Upon decompiling various programs (which I do not have the source for), I have found some interesting sequences of code. A program has a c-string (str
) defined in the DATA section. In some function in the TEXT section, a part of that string is set by moving a hexadecimal number to a position in the string (simplified Intel assembly MOV str,0x006f6c6c6568
). Here is an snippet in C:
#include <stdio.h>
static char str[16];
int main(void)
{
*(long *)str = 0x006f6c6c6568;
printf("%s\n", str);
return 0;
}
I am running macOS, which uses little endian, so 0x006f6c6c6568
translates to hello
. The program compiles with no errors or warnings, and when run, prints out hello
as expected. I calculated 0x006f6c6c6568
by hand, but I was wondering if C could do it for me. Something like this is what I mean:
#include <stdio.h>
static char str[16];
int main(void)
{
// *(long *)str = 0x006f6c6c6568;
*(str+0) = "hello";
printf("%s\n", str);
return 0;
}
Now, I would not like to treat "hello"
as a string literal, it might be treated like this for little-endian:
*(long *)str = (long)(((long)'h') |
((long)'e' << 8) |
((long)'l' << 16) |
((long)'l' << 24) |
((long)'o' << 32) |
((long)0 << 40));
Or, if compiled for a big-endian target, this:
*(long *)str = (long)(((long) 0 << 16) |
((long)'o' << 24) |
((long)'l' << 32) |
((long)'l' << 40) |
((long)'e' << 48) |
((long)'h' << 56));
Thoughts?
TL:DR: you want strncpy
into a uint64_t
. This answer is long in an attempt to explain the concepts and how to think about memory from C vs. asm perspectives, and whole integers vs. individual char
s / bytes. (i.e. if it's obvious that strlen/memcpy or strncpy would do what you want, just skip to the code.)
If you want to copy exactly 8 bytes of string data into an integer, use memcpy
. The object-representation of the integer will then be those string bytes.

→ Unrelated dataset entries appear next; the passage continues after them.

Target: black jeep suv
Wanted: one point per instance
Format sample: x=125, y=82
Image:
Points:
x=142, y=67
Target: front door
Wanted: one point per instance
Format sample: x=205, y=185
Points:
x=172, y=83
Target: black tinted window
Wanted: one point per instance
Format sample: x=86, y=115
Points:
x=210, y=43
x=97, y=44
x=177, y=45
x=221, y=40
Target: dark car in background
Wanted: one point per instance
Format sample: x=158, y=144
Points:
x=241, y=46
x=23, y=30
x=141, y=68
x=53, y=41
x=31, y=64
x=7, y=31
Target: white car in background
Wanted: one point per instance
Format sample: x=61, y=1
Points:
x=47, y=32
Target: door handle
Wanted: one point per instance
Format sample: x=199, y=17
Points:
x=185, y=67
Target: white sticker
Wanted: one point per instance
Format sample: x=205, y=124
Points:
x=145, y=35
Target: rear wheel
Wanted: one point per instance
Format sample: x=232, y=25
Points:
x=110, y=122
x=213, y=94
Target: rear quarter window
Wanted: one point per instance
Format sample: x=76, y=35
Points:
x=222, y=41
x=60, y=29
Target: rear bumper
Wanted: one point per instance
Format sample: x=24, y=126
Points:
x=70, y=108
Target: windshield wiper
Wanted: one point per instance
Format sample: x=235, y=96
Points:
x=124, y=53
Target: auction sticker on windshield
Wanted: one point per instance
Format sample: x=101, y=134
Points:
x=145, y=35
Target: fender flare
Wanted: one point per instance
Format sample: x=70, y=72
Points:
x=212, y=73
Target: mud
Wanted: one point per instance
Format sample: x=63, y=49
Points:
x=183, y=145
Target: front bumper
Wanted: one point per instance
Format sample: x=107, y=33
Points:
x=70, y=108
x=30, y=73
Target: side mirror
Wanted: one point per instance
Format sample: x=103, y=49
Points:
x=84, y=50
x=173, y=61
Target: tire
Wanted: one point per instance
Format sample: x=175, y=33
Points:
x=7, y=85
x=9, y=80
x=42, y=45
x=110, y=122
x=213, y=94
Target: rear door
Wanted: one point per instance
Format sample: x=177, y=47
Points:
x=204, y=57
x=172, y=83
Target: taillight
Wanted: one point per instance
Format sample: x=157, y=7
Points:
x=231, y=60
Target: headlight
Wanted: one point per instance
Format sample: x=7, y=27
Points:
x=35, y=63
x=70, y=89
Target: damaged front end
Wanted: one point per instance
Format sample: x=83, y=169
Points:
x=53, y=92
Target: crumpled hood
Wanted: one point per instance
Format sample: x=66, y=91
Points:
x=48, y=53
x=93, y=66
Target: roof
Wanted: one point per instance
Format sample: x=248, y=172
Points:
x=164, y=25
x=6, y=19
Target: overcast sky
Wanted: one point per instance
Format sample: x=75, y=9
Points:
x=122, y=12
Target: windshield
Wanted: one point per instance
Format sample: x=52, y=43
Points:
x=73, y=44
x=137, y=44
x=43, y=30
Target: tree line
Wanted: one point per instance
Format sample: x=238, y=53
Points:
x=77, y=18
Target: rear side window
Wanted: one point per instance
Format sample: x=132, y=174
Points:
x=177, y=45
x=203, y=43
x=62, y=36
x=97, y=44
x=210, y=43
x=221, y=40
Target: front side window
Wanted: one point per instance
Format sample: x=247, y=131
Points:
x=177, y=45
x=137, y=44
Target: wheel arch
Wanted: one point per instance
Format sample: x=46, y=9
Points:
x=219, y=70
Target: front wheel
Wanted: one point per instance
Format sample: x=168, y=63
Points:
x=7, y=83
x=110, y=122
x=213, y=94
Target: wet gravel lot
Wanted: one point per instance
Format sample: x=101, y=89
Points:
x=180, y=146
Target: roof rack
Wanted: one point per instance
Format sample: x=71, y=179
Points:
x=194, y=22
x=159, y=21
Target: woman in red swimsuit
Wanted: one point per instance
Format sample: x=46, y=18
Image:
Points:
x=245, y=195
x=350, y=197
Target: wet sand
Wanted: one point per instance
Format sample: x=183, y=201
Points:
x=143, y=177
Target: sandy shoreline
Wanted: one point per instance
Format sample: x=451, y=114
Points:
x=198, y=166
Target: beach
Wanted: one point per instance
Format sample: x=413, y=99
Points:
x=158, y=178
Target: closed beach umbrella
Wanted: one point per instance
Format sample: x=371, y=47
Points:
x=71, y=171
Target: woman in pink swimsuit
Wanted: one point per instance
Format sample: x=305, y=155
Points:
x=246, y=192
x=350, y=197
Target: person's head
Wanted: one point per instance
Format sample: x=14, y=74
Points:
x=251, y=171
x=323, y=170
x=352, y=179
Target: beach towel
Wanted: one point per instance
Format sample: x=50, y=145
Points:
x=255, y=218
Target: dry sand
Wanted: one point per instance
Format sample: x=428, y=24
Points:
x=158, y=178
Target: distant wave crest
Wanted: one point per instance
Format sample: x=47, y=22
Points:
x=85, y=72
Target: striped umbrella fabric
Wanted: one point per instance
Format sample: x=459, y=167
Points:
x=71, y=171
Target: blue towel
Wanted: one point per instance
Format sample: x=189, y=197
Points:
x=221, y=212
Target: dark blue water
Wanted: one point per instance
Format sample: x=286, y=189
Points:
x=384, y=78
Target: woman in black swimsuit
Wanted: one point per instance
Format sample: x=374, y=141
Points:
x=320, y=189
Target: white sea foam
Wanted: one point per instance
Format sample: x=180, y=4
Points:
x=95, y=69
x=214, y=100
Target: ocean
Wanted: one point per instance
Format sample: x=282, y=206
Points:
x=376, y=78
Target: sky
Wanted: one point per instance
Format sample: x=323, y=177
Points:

Strings always have the first char
at the lowest address, i.e. a sequence of char
elements so endianness isn't a factor because there's no addressing within a char
. Unlike integers where it's endian-dependent which end is the least-significant byte.
Storing this integer into memory will have the same byte order as the original string, just like if you'd done memcpy
to a char tmp[8]
array instead of a uint64_t tmp
. (C itself doesn't have any notion of memory vs. register; every object has an address except when optimization via the as-if rule allows, but assigning to some array elements can get a real compiler to use store instructions instead of just putting the constant in a register. So you could then look at those bytes with a debugger and see they were in the right order. Or pass a pointer to fwrite
or puts
or whatever.)
memcpy
avoids possible undefined behaviour from alignment and strict-aliasing violations from *(uint64_t*)str = val;
. i.e. memcpy(str, &val, sizeof(val))
is a safe way to express an unaligned strict-aliasing safe 8-byte load or store in C, like you could do easily with mov
in x86-64 asm.
(GNU C also lets you typedef uint64_t aliasing_u64 __attribute__((aligned(1), may_alias));
- you can point that at anything and read/write through it safely, just like with an 8-byte memcpy.)
char*
and unsigned char*
can alias any other type in ISO C, so it's safe to use memcpy and even strncpy
to write the object-representation of other types, especially ones that have a guaranteed format / layout like uint64_t
(fixed width, no padding, if it exists at all).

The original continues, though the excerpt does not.